Categorical variables were compared by using Pearson χ2 or Fisher exact test. The normal distribution of the continuous variables data was evaluated with the use of a Kolmogorov-Smirnov test, and a log transformation was used for the nonnormal data. Thus, our data were expressed as the mean ± SD. Continuous variables were analyzed with a one-way ANOVA and an ANOVA for repeated measures with a Bonferroni test for the post hoc analysis. The relative risk (RR) was calculated with a 95% CI for composite outcomes and for each alteration of glucose homeostasis. Forward, stepwise, multivariate, logistic regression analysis was performed to identify independent predictors of a persistent glucose metabolism impairment. Statistical significance was set at P < 0.05.

RESULTS

Before pregnancy, the cases and controls were significantly (P < 0.05) different by the Ferriman-Gallwey score and for testosterone, androstenedione, dehydroepiandrostenedione, sex-hormone binding globulin, free androgen index, and fasting insulin levels and HOMA-IR (data not shown). No other significant differences in any clinical and biochemical data were detected between the cases and controls (data not shown).

At the same time, the distribution between cases and controls of obese (15 [35.7%] vs. 33 [39.3%], respectively), overweight (19 [45.2%] vs. 38 [45.2%], respectively), normal weight (6 [14.3%] vs. 9 [10.7%], respectively), and lean (2 [4.8%] vs. 4 [4.8%], respectively) subjects was not significantly (P = 0.865) different. Similarly, no significant (P = 0.776) difference between the cases and controls was detected in the incidence of patients with IGT (6 [14.3%] vs. 14 [16.7%], respectively) and IFG (5 [11.9%] vs. 15 [17.9%], respectively).

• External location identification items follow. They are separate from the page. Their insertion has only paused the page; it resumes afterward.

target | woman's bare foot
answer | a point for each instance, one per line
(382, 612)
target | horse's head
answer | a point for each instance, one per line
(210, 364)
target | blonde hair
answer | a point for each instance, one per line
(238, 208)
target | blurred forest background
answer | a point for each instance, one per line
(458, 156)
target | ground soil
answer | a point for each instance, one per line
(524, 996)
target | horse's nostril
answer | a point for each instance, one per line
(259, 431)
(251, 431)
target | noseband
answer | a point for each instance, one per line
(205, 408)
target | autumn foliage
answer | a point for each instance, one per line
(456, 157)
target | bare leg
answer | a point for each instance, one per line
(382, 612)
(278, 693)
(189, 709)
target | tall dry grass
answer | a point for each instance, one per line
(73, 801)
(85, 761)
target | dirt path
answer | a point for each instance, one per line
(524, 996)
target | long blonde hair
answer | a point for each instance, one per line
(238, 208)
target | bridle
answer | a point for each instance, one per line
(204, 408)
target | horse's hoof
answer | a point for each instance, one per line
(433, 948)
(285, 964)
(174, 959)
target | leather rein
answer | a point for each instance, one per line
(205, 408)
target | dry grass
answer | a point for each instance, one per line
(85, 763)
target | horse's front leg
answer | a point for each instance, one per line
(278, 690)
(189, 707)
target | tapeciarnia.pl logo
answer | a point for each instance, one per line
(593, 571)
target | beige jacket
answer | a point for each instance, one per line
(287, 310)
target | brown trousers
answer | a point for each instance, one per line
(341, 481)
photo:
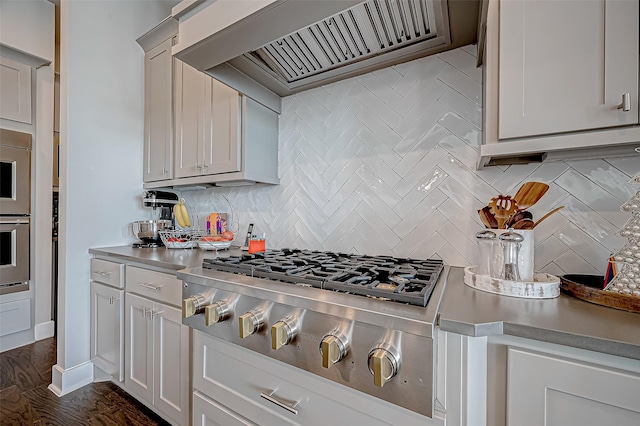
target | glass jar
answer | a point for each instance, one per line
(486, 246)
(511, 242)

Spontaneous conception occurred in 22 out of 42 (52.4%) cases and 71 out of 84 (84.5%) controls (P = 0.0002), whereas the others had conceived under ovulation inductors, such as clomiphene citrate (11 [26.2%] cases and 4 [4.8%] controls), aromatase inhibitors (2 [4.8%] cases and 0 [0.0%] controls), or gonadotropins (7 [16.7%] cases and 9 [10.7%] controls). No difference between cases and controls was observed in the proportion of pregnancies achieved with the use of in vitro fertilization techniques (5 [11.9%] vs. 7 [8.3%], respectively; P = 0.532). Patients had full-blown, non-PCO, nonhyperandrogenic, and ovulatory phenotypes in 19 (45.2%), 8 (19.0%), 5 (11.9%), and 10 (23.8%) out of the 42 PCOS women, respectively. The data recorded at study entry for both groups are shown in Table 1.

Table 1.

Clinical data in cases and controls at baseline

graphic file with name 861tbl1.jpg

No differences between groups were observed in socio/economic status, daily diet, and physical activity (data not shown). All case and control subjects underwent MNT and SMBG, whereas the rate of patients who needed insulin therapy was higher for the cases than the controls (20 out of 42 cases [47.6%] and 22 out of 84 controls [26.2%]; P = 0.027).

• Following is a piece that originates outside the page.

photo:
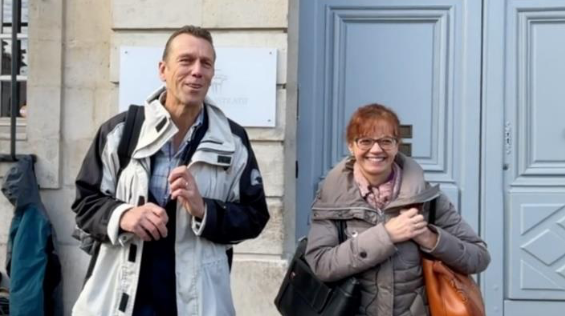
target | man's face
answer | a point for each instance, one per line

No significant (P = 0.234) difference between cases and controls was detected for adherence to the treatment assigned, and, specifically, it was high in 20 out of 42 (47.6%) and 39 out of 84 (46.4%), moderate in 16 out of 42 (38.1%) and 35 out of 84 (41.7%), and low in 6 out of 42 (14.3%) and 10 out of 84 (11.9%) cases and controls, respectively.

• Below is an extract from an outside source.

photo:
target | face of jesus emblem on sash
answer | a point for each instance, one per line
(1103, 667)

The main maternal, perinatal, and neonatal outcomes recorded in the cases and controls are detailed in Table 2. A total of 16 out of 42 cases (38.1%) and 15 out of 84 controls (17.9%) had adverse maternal/perinatal/neonatal outcomes (P = 0.017). No differences between groups were recorded in the placental location and grade distribution, amniotic fluid index, and mean umbilical artery pulsatility index (data not shown).

Table 2.

Maternal, perinatal, and neonatal outcomes in cases and controls

graphic file with name 861tbl2.jpg

In Table 3, the BMI measurements and glucose metabolism parameters that were recorded at 6 weeks, 12 weeks, and 18 months after delivery for the cases and controls are reported. At each follow-up after delivery, a trend (0.05 < P < 0.07) toward a significantly higher BMI was observed in the cases compared with controls (Table 3). No significant differences were observed in other anthropometric measurements (data not shown). A significant (P < 0.05) difference between the cases and controls was detected in the HOMA-IR and ISIOGTT at each follow-up evaluation (Table 3). The OGTT parameters (including ISSI-2) were significantly (P < 0.05) different between cases and controls only after 18 months.

Table 3.

BMI measurements and glucose metabolism parameters recorded after 6 and 12 weeks and 18 months from delivery in PCOS (cases) and non-PCOS (controls) patients

graphic file with name 861tbl3.jpg

At the 18-month follow-up, a significant (P < 0.05) improvement in the OGTT parameters and in the IGT and IFG-IGR incidence were observed in the control group (Table 3). At the same follow-up visit, a significant (P < 0.05) difference in the IGT, IFG, IFG-IGR, and DM incidence was detected between the cases and controls (Table 3).

The rate of patients who breast-fed was significantly (P = 0.019) lower in cases than in controls (27 of 42 [64.3%] vs. 71 of 84 [84.5%], respectively). Additionally, the duration (months) of breast-feeding was significantly lower in cases than in controls (2.1 ± 1.1 vs. 5.3 ± 2.6; P = 0.007), whereas its daily frequency was not different between groups (3.6 ± 1.2 vs. 4.8 ± 2.1, respectively; P = 0.122).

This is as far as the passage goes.